Scope and purpose
The Oxford English Dictionary is the most comprehensive dictionary of the English language. It traces the development of English from approximately 1150 AD up to the present day. The varieties of English covered include British English, American English, Australian English, New Zealand English, the Englishes of the Indian subcontinent, Southern Africa, and the Caribbean, among others.
The Oxford English Dictionary is not an arbiter of proper usage, despite its widespread reputation to the contrary. The Dictionary is intended to be descriptive, not prescriptive. In other words, its content should be viewed as an objective reflection of English language usage, not a subjective collection of usage ‘dos’ and ‘don'ts’. However, it does include information on which usages are, or have been, popularly regarded as ‘incorrect’. The Dictionary aims to cover the full spectrum of English language usage, from formal to slang, as it has evolved over time.
The Oxford English Dictionary has a highly organized structure, the principal building block of which is the entry. The Dictionary includes both main entries, which make up the bulk of the content, and cross-reference entries . Most entries contain information on all of the following: spelling, pronunciation, derivation, meaning, and usage.
The usage of each word, meaning, or idiom in the Dictionary is documented through comprehensive examples drawn from quotations taken from printed texts of the present and the past.
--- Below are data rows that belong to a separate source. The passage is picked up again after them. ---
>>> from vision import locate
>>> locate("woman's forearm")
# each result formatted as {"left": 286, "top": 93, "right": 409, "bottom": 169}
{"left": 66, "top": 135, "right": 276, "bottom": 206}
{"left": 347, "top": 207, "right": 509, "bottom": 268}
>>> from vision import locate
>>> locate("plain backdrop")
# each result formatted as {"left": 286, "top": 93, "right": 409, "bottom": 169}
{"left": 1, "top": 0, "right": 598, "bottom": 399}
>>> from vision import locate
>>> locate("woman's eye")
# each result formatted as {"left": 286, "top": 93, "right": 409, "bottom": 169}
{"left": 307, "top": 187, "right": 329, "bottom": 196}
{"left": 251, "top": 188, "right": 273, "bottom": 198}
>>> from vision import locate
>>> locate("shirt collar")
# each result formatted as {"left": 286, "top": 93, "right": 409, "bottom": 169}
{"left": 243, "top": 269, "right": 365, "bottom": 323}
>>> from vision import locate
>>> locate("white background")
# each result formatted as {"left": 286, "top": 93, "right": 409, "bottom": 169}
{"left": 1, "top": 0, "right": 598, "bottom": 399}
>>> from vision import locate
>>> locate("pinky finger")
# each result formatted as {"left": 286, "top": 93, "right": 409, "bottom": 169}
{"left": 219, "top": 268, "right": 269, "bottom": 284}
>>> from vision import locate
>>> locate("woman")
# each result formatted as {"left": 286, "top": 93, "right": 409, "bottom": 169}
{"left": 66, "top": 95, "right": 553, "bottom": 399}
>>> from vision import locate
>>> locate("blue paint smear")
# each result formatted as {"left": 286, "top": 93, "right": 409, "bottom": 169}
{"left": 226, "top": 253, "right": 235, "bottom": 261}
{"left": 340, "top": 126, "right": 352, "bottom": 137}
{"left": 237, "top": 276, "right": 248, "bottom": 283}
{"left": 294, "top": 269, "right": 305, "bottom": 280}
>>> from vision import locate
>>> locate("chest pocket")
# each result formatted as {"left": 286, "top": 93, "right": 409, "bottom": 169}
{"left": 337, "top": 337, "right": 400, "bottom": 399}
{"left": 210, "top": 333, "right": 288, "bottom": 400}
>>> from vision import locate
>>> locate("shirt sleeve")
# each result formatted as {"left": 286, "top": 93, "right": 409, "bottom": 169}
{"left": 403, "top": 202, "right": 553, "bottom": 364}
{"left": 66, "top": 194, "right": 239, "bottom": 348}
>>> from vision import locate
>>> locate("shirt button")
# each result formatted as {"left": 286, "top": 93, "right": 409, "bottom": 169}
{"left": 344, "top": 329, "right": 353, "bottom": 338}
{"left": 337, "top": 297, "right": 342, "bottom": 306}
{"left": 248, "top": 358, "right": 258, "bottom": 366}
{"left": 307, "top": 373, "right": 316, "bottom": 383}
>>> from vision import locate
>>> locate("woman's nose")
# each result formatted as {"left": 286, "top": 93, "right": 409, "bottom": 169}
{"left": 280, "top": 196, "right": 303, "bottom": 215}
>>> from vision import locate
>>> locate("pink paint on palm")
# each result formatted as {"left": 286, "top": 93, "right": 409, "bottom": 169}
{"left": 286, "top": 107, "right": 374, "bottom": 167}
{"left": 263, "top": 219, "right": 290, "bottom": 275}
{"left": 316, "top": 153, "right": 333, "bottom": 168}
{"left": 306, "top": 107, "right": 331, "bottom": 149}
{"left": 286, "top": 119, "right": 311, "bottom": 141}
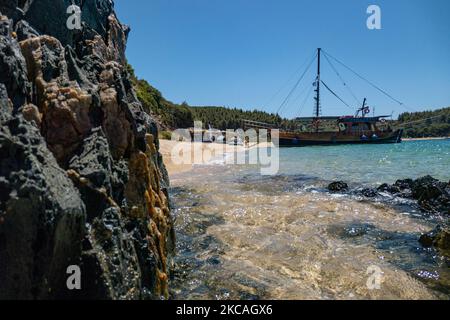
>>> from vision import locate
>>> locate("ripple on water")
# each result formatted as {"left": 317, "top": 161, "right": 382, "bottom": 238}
{"left": 168, "top": 145, "right": 450, "bottom": 300}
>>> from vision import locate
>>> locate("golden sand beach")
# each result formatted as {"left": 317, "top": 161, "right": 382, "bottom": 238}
{"left": 159, "top": 140, "right": 274, "bottom": 176}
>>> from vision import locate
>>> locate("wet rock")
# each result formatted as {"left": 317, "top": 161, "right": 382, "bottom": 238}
{"left": 419, "top": 225, "right": 450, "bottom": 257}
{"left": 361, "top": 188, "right": 377, "bottom": 198}
{"left": 410, "top": 176, "right": 449, "bottom": 214}
{"left": 81, "top": 207, "right": 142, "bottom": 300}
{"left": 377, "top": 183, "right": 401, "bottom": 194}
{"left": 378, "top": 176, "right": 450, "bottom": 215}
{"left": 394, "top": 178, "right": 414, "bottom": 190}
{"left": 328, "top": 181, "right": 348, "bottom": 192}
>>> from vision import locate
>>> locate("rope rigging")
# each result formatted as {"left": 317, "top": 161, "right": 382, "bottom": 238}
{"left": 322, "top": 52, "right": 361, "bottom": 106}
{"left": 322, "top": 50, "right": 415, "bottom": 112}
{"left": 287, "top": 79, "right": 314, "bottom": 114}
{"left": 295, "top": 79, "right": 315, "bottom": 118}
{"left": 320, "top": 80, "right": 352, "bottom": 110}
{"left": 276, "top": 53, "right": 317, "bottom": 115}
{"left": 263, "top": 51, "right": 317, "bottom": 112}
{"left": 272, "top": 48, "right": 418, "bottom": 122}
{"left": 394, "top": 114, "right": 448, "bottom": 129}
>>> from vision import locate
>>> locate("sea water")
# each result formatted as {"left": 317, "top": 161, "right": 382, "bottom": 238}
{"left": 169, "top": 140, "right": 450, "bottom": 300}
{"left": 277, "top": 139, "right": 450, "bottom": 185}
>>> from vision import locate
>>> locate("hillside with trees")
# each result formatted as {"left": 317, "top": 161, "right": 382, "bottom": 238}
{"left": 127, "top": 64, "right": 193, "bottom": 130}
{"left": 397, "top": 107, "right": 450, "bottom": 138}
{"left": 127, "top": 64, "right": 297, "bottom": 131}
{"left": 189, "top": 106, "right": 299, "bottom": 131}
{"left": 128, "top": 64, "right": 449, "bottom": 138}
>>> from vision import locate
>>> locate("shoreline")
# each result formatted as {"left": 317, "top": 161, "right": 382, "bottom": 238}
{"left": 159, "top": 140, "right": 273, "bottom": 176}
{"left": 403, "top": 137, "right": 449, "bottom": 141}
{"left": 160, "top": 137, "right": 449, "bottom": 176}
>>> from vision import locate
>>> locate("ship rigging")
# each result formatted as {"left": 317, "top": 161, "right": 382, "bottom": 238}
{"left": 244, "top": 48, "right": 405, "bottom": 146}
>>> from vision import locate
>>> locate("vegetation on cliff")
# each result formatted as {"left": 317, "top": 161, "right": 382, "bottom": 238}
{"left": 130, "top": 63, "right": 449, "bottom": 136}
{"left": 129, "top": 65, "right": 299, "bottom": 131}
{"left": 127, "top": 64, "right": 193, "bottom": 130}
{"left": 398, "top": 107, "right": 450, "bottom": 138}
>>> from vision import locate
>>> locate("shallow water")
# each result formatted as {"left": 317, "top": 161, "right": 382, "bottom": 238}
{"left": 278, "top": 139, "right": 450, "bottom": 185}
{"left": 169, "top": 140, "right": 450, "bottom": 300}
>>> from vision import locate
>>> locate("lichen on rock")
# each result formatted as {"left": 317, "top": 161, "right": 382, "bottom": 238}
{"left": 0, "top": 0, "right": 174, "bottom": 300}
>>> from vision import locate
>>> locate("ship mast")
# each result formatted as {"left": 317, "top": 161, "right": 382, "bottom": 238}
{"left": 314, "top": 48, "right": 321, "bottom": 132}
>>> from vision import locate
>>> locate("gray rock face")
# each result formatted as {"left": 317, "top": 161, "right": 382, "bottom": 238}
{"left": 0, "top": 15, "right": 30, "bottom": 109}
{"left": 0, "top": 114, "right": 86, "bottom": 299}
{"left": 0, "top": 0, "right": 174, "bottom": 299}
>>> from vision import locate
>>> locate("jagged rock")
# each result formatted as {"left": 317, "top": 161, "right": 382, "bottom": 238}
{"left": 412, "top": 177, "right": 449, "bottom": 214}
{"left": 0, "top": 83, "right": 12, "bottom": 115}
{"left": 69, "top": 128, "right": 114, "bottom": 195}
{"left": 0, "top": 0, "right": 174, "bottom": 300}
{"left": 19, "top": 0, "right": 128, "bottom": 63}
{"left": 361, "top": 188, "right": 377, "bottom": 198}
{"left": 419, "top": 225, "right": 450, "bottom": 257}
{"left": 378, "top": 176, "right": 450, "bottom": 215}
{"left": 377, "top": 183, "right": 401, "bottom": 194}
{"left": 0, "top": 15, "right": 30, "bottom": 109}
{"left": 0, "top": 114, "right": 86, "bottom": 299}
{"left": 394, "top": 178, "right": 414, "bottom": 190}
{"left": 328, "top": 181, "right": 348, "bottom": 192}
{"left": 14, "top": 20, "right": 39, "bottom": 41}
{"left": 81, "top": 207, "right": 142, "bottom": 300}
{"left": 20, "top": 103, "right": 41, "bottom": 126}
{"left": 411, "top": 176, "right": 448, "bottom": 208}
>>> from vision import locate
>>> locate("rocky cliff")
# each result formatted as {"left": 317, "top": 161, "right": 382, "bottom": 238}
{"left": 0, "top": 0, "right": 174, "bottom": 299}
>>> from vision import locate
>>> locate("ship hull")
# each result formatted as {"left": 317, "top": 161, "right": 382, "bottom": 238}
{"left": 277, "top": 129, "right": 403, "bottom": 147}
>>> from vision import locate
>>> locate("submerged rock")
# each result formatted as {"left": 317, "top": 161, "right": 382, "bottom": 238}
{"left": 419, "top": 225, "right": 450, "bottom": 257}
{"left": 328, "top": 181, "right": 348, "bottom": 192}
{"left": 361, "top": 188, "right": 378, "bottom": 198}
{"left": 0, "top": 1, "right": 174, "bottom": 299}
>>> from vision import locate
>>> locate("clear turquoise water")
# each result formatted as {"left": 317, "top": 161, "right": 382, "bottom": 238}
{"left": 170, "top": 139, "right": 450, "bottom": 299}
{"left": 277, "top": 139, "right": 450, "bottom": 186}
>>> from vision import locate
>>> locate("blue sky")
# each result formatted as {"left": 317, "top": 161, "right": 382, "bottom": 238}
{"left": 115, "top": 0, "right": 450, "bottom": 119}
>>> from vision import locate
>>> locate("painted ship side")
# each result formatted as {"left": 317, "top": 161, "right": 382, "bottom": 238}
{"left": 278, "top": 128, "right": 403, "bottom": 147}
These quotation paragraphs begin with the earliest recorded occurrence of a term, and follow its development up to the modern period, unless the documentary evidence shows that the term has fallen out of use along the way.
This basic arrangement holds true for all entries, though some entries have a more complex structure than others. These more complex entries are interesting reading in their own right. Many users find themselves browsing through related meanings, finding fascinating information that goes far beyond what they were originally looking for.
Definitions and derivations often include words displayed in capitals. These are cross-references to other entries where additional related information may be found. Sometimes cross-references appear in other contexts. Words are often linked to other words by meaning or origin. Tracing the paths laid by these cross-references is another way of discovering more about words and their interrelationships. In addition to cross-references within entries, the Dictionary contains some cross-reference entries, which help the user locate the main entry for a word that has a variant or obsolete spelling.